I feel truly privileged to live under the Aurora Borealis. This phenomena never ceases to amaze me because the Northern Lights are never the same twice, new shapes and colours light the night sky and overtime you witness them it is a confirmation that the universe is a powerful creator. I feel at ease living away from city life, I visit on occasions but am always happy to return to the peace of nature, it is where I belong. I have however had to make some adjustments to cope with the 24hrs light in summer and the darkness in winter. To stay healthy, fit and busy in mind are key factors to surviving long term periods with sunshine.
4. What has been the most challenging part of settling down in the Arctic? How has it been different from growing up in England and living in Austria?
The most challenging part of settling down here has been leaving your root culture and immersing yourself into a complete new life where cultures and language differ from what you are comfortable with back in your earlier life.
5. Is there a Norwegian custom that from a British perspective, is still difficult for you to understand? How do you think the Norwegians are different from the Britishers or even Austrians?
Norwegians on first meeting can be a little reserved but if they invite you into their personal circle of friends then you have a friend for life.

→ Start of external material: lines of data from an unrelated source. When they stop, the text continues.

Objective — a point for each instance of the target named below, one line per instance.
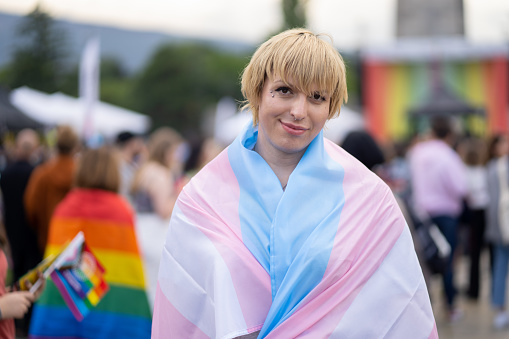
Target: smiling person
(284, 234)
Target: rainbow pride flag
(107, 224)
(330, 256)
(79, 277)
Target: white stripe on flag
(396, 295)
(200, 286)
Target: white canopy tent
(57, 109)
(229, 123)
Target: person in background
(14, 304)
(477, 201)
(364, 148)
(22, 239)
(130, 147)
(155, 188)
(438, 188)
(203, 150)
(497, 187)
(94, 207)
(50, 182)
(284, 234)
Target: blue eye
(318, 97)
(284, 90)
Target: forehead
(304, 85)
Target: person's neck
(282, 163)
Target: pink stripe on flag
(434, 333)
(167, 317)
(357, 253)
(66, 296)
(251, 281)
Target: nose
(299, 107)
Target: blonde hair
(303, 56)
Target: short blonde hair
(303, 56)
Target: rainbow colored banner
(330, 256)
(107, 223)
(391, 88)
(79, 277)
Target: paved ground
(478, 316)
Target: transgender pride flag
(329, 257)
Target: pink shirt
(438, 178)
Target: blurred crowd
(447, 179)
(453, 181)
(39, 173)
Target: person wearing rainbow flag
(284, 234)
(119, 308)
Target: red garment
(7, 329)
(47, 186)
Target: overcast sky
(352, 23)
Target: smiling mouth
(293, 129)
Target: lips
(293, 129)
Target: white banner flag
(89, 83)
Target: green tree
(182, 81)
(38, 59)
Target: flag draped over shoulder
(329, 257)
(107, 225)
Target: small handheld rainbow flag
(79, 277)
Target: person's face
(289, 119)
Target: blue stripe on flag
(50, 321)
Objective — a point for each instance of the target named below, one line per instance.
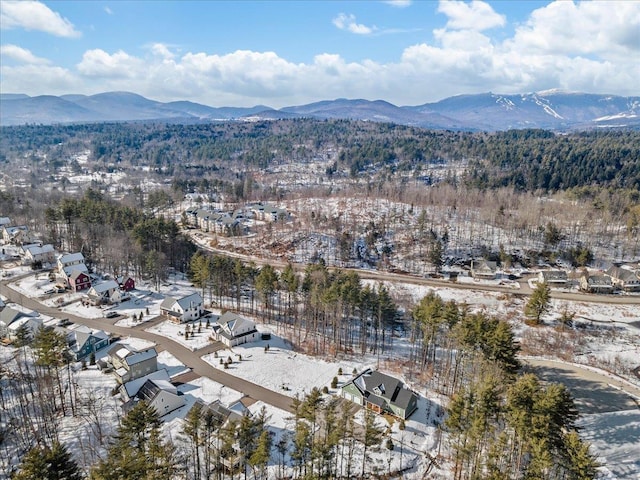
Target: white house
(232, 329)
(161, 395)
(39, 253)
(105, 292)
(183, 309)
(31, 324)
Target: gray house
(129, 364)
(381, 393)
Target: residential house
(483, 269)
(161, 395)
(232, 329)
(596, 284)
(105, 292)
(625, 279)
(553, 278)
(39, 253)
(18, 235)
(126, 283)
(267, 212)
(130, 389)
(29, 323)
(66, 262)
(79, 280)
(183, 309)
(84, 341)
(9, 315)
(381, 393)
(129, 364)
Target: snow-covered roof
(72, 271)
(71, 258)
(105, 286)
(38, 250)
(141, 356)
(133, 386)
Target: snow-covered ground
(176, 332)
(280, 368)
(615, 438)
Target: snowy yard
(280, 368)
(176, 332)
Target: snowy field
(176, 332)
(280, 368)
(615, 438)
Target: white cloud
(585, 28)
(459, 60)
(398, 3)
(476, 15)
(98, 63)
(347, 22)
(32, 15)
(21, 55)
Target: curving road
(187, 357)
(524, 289)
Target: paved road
(186, 356)
(524, 289)
(592, 391)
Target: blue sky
(280, 53)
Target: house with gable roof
(624, 278)
(182, 309)
(39, 253)
(381, 393)
(84, 341)
(106, 292)
(553, 278)
(129, 364)
(233, 329)
(162, 395)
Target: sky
(282, 53)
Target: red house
(126, 283)
(79, 281)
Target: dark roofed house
(624, 278)
(381, 393)
(557, 278)
(182, 309)
(233, 329)
(161, 395)
(596, 284)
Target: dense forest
(527, 160)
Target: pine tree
(539, 303)
(137, 451)
(53, 463)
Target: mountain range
(553, 110)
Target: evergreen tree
(137, 451)
(53, 463)
(539, 303)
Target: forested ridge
(527, 160)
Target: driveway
(183, 354)
(592, 391)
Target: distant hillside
(552, 110)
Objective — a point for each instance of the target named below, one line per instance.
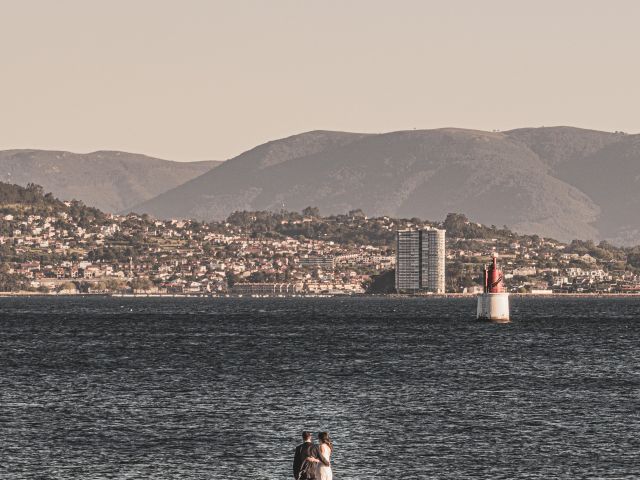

There is no pub social culture in Norway and in the UK this is a very strong backbone to the social network of the country, this is a major difference between Norwegian and British life.
6. What is your favorite travel destination in the world besides Norway?
My favourite travel destination beside Norway is Asia, I seek difference and diversity and Asia offers just that to the Arctic.
7. Is there a next?
I will continue to remain focused to offer the richest Arctic experience to our guests who travel a long way across the world to visit this unique region of the world.
8. And lastly, I was pretty surprised when you told me you visited only Varanasi in India. Why did you choose Varanasi?
I was on a skiing expedition to Nepal and after that was completed I decided to travel overland to Delhi and take in the Varanasi on route. Varanasi for me is the heart of the historic Indian culture where all roads seem to point to the Ganges River. I was awestruck by the atmosphere and even though it has been many years since my visit, I still have memories of vivid images of my experience there. What a place, a complete and opposite contrast to my life here!